L’altra grossa differenza è mutuata da Twitter: io posso mettere una persona in un circle, ma la persona non è obbligata (come in FB) a ricambiare la cosa, in pratica è il principio del Followers di Twitter. Questa cosa è estremamente furba ma crea anche grosse polemiche dal punto di vista della privacy: non è infatti possibile impedire a qualcuno di inserirci in un circle, sebbene sia possibile bloccare una persona nascondendone i messaggi e impedendogli di vedere i nostri. A pensarci bene non è molto diverso da quanto succede in Facebook, anche se non sono certo se se io blocco una persona quella sia ancora in grado di vedermi.

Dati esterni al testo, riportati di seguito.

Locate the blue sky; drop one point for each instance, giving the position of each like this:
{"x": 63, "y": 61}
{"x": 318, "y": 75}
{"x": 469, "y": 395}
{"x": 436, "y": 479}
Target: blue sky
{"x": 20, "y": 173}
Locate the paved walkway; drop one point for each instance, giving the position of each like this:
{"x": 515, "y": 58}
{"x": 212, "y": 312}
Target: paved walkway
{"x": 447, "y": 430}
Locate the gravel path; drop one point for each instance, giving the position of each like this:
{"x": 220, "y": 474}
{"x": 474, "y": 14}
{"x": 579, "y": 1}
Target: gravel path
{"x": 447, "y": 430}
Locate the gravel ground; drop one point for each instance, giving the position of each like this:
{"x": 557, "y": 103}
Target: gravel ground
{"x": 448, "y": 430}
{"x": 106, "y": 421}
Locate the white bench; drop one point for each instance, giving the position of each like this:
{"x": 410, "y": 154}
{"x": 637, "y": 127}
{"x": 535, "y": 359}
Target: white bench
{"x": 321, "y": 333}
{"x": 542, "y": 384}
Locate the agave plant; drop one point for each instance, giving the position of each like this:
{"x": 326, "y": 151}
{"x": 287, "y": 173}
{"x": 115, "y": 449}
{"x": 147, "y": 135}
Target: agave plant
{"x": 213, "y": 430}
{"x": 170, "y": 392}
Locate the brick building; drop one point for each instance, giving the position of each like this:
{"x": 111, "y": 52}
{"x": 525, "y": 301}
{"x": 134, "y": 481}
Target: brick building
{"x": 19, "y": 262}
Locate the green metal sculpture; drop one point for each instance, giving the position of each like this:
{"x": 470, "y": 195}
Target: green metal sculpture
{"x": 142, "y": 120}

La condivisione degli elementi è praticissima: via drag and drop oppure tramite ricerca. Ad esempio, selezionando Video appare un campo in cui cercare elementi direttamente su YouTube, elencati con delle piccole anteprime, visualizzabili in piccolo con un click. Spero integrino anche altri servizi di condivisione come Vimeo.

Le altre funzioni interessanti sono l’integrazione con Buzz e Google Talk e gli Hangout: chat audio video con tutti i contatti di un circle o i singoli contatti. Non ho ancora provato le ultime due dato che non ho più una webcam funzionante da mesi 😉

Poi ci sono gli spark ovvero delle aree tematiche in cui sono raccolti link relativi ad alcuni argomenti. Probabilmente la cosa meno utilizzata dell’intera piattaforma.

Tutta l’interfaccia è completamente basata su AJAX: come ho già scritto si possono fare cose tipo il drag and drop degli URL, delle foto o degli utenti nei circle. E rigorosamente banner-free.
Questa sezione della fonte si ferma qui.